Real Estate: A Global Outlook

Real Estate: A Global Outlook

PWC and the Urban Land Institute have jointly issued a report on “emerging trends in real estate” around the globe, which stresses that real estate’s attraction as an investment, even as a cross-border investment, has held up notwithstanding unprecedented levels of concern about geopolitics.
The “global drift back to domestic agendas” as exemplified in the “America First” talk of the Donald Trump administration in the United States, and in Britain’s exit from the European Union, “risks upsetting finely balanced interdependencies between countries and regions,” the report says.
Yet this fact doesn’t lessen, it emphasizes, the need for a diversified portfolio. It means that the various national economies involved may move in different directions, which in turn means that institutional portfolios should be diversified by country as well as by category.
Another theme of the report is that “real estate” itself is getting trickier to define as an asset class, as its boundaries with infrastructure get blurrier. Infrastructure is sometimes defined by the clear value of certain investments to the economic health and productivity of a broad community. But everything about real estate, in a world of “rapid urbanization, resource constraints, rising inequality and a housing crisis” can be considered infrastructure in just that sense.
As logically irreproachable as that observation may be, as one interviewee told the people working on this report, “the two teams will still be run by specialists,” that is, different people within an investing institutions will keep looking at “real estate” on the one hand and at “infrastructure” on the other.
The United States
On interest rates, always a key issue when real estate is the subject, one interviewee said, with specific reference to the United States, “There’s a general consensus now that interest rates are only going one way – up – and probably a lot sooner than we thought.” Had Secretary Clinton become President, on the other hand, there might now be deflation and negative interest rates, or at least serious talk thereof.
Meanwhile, there is an increasing focus in the U.S. on the affordability of housing. One interviewee, raising this issue, said, “I don’t mean low-income or government subsidized. Just regular rents. No new buildings are providing that kind of product. Time will tell if that’s going to come back and haunt us.”
Asia-Pacific
In the Asia-Pacific region, real estate has become a matter in which the deals are higher priced, but there are fewer of them.

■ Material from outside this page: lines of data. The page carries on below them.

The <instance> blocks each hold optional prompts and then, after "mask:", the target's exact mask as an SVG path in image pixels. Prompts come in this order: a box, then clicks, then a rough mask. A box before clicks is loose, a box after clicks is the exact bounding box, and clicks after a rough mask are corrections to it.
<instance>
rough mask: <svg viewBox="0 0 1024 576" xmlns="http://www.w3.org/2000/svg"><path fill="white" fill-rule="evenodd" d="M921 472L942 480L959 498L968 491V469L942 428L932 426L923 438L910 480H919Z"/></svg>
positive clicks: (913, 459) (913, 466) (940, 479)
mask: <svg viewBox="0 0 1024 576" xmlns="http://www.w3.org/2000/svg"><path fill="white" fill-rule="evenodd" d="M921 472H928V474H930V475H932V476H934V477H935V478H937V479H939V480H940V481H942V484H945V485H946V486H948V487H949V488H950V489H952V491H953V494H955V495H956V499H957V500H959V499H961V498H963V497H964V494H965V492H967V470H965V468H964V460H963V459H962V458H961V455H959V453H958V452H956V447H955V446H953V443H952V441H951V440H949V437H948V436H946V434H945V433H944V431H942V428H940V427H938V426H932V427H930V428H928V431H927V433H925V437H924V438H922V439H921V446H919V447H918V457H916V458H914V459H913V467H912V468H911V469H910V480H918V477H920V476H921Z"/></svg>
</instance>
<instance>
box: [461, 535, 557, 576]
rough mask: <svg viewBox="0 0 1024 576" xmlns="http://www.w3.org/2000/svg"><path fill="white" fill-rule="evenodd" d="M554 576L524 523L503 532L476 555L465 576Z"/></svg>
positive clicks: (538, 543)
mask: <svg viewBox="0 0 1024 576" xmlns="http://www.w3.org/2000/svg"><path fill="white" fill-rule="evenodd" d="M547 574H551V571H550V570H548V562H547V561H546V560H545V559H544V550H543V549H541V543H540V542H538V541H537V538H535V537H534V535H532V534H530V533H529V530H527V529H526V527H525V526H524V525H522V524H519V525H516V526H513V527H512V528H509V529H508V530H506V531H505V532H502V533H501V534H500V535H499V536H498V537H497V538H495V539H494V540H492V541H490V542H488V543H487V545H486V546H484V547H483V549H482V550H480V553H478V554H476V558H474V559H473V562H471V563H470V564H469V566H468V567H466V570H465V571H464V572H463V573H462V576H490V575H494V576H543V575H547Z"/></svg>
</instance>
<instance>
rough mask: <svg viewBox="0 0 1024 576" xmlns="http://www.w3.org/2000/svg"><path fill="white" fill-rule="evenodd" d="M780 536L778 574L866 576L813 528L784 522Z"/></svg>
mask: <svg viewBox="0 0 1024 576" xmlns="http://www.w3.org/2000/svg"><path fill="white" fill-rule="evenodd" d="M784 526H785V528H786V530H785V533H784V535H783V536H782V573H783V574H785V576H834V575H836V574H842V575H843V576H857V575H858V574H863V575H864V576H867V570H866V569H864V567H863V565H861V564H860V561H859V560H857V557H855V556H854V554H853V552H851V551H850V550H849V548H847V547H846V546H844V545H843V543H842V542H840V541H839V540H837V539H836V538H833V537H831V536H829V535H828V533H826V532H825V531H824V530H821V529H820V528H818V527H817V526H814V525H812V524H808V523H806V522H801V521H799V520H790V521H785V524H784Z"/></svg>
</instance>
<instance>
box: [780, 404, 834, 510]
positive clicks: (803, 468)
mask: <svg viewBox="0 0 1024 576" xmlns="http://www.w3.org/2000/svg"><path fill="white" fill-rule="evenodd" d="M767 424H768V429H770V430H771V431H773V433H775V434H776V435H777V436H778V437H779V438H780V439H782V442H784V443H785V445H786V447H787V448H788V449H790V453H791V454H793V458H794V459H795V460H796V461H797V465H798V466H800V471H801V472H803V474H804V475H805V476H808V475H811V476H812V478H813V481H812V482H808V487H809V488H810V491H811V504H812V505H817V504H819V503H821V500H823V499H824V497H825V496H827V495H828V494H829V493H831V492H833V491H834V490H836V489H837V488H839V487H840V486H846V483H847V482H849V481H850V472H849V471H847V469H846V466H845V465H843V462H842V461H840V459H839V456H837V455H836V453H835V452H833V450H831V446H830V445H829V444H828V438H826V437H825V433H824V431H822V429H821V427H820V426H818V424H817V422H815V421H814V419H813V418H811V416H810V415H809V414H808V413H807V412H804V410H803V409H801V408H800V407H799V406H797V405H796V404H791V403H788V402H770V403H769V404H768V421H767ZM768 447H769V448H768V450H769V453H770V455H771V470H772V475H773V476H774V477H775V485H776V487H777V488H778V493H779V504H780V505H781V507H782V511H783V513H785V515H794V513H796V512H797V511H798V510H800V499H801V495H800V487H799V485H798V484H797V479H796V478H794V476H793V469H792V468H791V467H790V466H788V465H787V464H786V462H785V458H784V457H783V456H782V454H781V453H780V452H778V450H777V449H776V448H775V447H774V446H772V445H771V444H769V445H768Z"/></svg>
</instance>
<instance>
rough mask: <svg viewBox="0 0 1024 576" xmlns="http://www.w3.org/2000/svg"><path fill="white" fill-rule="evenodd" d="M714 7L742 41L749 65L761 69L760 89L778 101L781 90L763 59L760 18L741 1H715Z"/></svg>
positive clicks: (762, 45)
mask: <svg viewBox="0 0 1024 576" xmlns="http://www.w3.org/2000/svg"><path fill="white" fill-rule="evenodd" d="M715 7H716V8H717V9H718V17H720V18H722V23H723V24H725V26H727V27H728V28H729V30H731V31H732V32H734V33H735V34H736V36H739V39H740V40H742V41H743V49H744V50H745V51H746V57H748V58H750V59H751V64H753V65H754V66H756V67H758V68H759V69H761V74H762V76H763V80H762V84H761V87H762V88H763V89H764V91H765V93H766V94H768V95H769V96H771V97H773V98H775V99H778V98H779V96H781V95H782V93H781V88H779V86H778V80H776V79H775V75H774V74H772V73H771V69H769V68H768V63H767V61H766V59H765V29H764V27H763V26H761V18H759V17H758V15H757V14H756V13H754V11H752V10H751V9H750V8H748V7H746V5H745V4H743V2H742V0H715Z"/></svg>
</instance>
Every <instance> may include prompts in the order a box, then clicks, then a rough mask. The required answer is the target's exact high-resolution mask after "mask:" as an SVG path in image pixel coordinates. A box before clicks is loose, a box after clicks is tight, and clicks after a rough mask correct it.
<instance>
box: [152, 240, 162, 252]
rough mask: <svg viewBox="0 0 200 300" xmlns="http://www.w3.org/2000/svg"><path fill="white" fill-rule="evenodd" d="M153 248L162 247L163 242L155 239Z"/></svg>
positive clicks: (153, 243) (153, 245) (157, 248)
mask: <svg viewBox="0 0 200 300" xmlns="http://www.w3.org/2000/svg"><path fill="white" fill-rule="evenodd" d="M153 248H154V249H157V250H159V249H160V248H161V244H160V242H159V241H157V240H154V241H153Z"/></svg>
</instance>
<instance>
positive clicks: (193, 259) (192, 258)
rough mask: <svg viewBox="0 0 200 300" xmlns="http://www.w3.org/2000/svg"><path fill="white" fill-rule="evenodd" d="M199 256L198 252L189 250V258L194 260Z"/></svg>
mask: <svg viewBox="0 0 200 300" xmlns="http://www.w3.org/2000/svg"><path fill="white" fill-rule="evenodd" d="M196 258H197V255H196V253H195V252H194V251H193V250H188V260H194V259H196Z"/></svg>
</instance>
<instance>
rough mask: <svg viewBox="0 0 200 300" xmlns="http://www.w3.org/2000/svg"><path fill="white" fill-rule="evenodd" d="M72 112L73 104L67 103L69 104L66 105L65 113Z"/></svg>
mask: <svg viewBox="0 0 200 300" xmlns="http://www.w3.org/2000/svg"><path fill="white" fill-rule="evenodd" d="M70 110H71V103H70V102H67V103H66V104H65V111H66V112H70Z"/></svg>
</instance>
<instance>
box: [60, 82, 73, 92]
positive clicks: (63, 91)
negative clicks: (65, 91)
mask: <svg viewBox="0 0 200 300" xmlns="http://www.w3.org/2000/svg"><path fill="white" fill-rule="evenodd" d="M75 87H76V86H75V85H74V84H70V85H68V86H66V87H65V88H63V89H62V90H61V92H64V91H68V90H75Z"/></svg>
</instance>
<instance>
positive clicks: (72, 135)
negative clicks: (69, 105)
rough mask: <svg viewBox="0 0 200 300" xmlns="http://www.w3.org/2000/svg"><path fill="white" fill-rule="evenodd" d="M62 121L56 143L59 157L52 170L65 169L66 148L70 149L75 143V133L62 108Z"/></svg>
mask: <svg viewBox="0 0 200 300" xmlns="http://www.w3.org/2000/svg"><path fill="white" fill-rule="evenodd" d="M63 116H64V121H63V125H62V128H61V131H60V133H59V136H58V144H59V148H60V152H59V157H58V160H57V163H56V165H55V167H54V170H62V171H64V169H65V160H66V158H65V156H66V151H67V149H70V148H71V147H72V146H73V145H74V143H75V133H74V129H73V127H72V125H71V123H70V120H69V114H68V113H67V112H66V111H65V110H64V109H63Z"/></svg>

In Japan especially there is a “decline in the overall number of transactions as buyers balk at rising prices and owners … opt to hold rather than sell.”
In China, too, good investment opportunities in real estate and/or infrastructure require more granularity than once might have been the case. One interviewee said, “Our holdings there are very significant, and if we are looking at new opportunities there, we are very selective.”
In Hong Kong, home sizes are shrinking, because only with sacrifice of volume are there still affordable homes for many families. One major developer now focuses on homes with footprints of just over 160 square feet, so-called “matchbox” homes.
Beyond homes or offices, one gets to the “non-core” real estate. Non-core asset classes within real estate include data centers, sub-logistics facilities, and senior living. These are all higher risk projects than the core, but some investors have moved up the risk curve and have diversified the real estate part of their portfolios in this direction.
In Australia, there’s some movement of investors toward the suburbs.
Meanwhile, India and Vietnam have both emerged as “promising long-term plays, although shortage of institutional grade stock ensures that most opportunities remain on the development side.”
Capital Flows
Commercial property debt funds have drawn in a good deal of new capital of late from fixed-income investors, simply because inflation-adjusted net yields on corporate bonds are these days uncomfortably close to zero.
In the U.S., one sees top institutions invested 10% in real estate for just this reason. And institutions not at the ‘top’ of the heap are following suit. One interviewee told these surveyers, “You can see bread and butter local pension funds continue to raise their target allocations commensurate with the leading investors.”
There is also a vast amount of capital from China and Japan looking for places to go – some of it in the hands of institutions that have historically had zero real estate allocation, a number that can only go up.